Web Site Recruits People Ready to Change the Lives of Foster Children

December 13, 2004 — As part of its ongoing efforts to offer a promising future to foster children throughout the country, the Freddie Mac Foundation has funded FosterLinks.org, a new Web site that features children in need of adoption and helps guide people through the sometimes overwhelming process of helping improve the lives of foster children. Visitors to the site meet foster children, learn about the system in an educational section and explore different ways to become involved in a foster child's life, including adoption. Links connect to programs, grants and opportunities that are available throughout the country.

Wed Site Recruiters People Ready to Change the Lives of Foster Children

The Web site, which will be regularly updated with new information and children, was created as a call to action in conjunction with the Foundation-sponsored documentary The Beat Down Club, a PBS film that exposes the harsh realities of the foster care system and depicts the system through the eyes of children and youth who have lived in it. Don Horwitz, the film’s director, manages FosterLinks.org.

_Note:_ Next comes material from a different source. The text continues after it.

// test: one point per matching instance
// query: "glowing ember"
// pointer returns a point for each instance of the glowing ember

“After interviewing and speaking to hundreds of foster children for the making of The Beat Down Club, one thing has become apparent to me – it only takes one person to literally change the outcome of a foster child's life,” says Horwitz. “It is my hope that fosterlinks.org will enable and guide that one person who is willing and ready to help but may not know how to get started.”

“The Foundation was thrilled to help make The Beat Down Club a reality, and funding fosterlinks.org has added to our excitement about reaching more people who can help foster children,” says Maxine B. Baker, president and CEO of the Freddie Mac Foundation. “Although there is no substitute for a permanent home, there are so many ways besides adopting that people can help foster children and get involved in their lives. This Web site guides those who are ready to become a foster parent or adopt, but also the many people who can offer help in other ways.”

Nationwide, nearly 550,000 children are in foster care and 126,000 of those are available for adoption. Children generally stay in the system for almost three years before either being reunited with their families or adopted. More than 20,000 children a year never get to leave the system – they remain in foster care until they “age out,” never having experienced a stable environment in which to be nurtured, grow and learn.

Fosterlinks.org and The Beat Down Club are two of the Freddie Mac Foundation’s latest tools in meeting its mission to help strengthen families by preventing child abuse and neglect, helping find foster children permanent homes, and developing youth. In addition to sponsoring its signature programs – Healthy Families America, Wednesday's Child television program that helps foster children find permanent homes and J.C. Nalle Community School – the Foundation supports the community by providing funds for various non-profit organizations serving children and their families.

In addition to the Freddie Mac Foundation, current fosterlinks.org partners include National Court Appointed Special Advocates, National Foster Parent Association, The Dave Thomas Foundation for Adoption, the Child Welfare League of America, and the Congressional Coalition on Adoption Institute.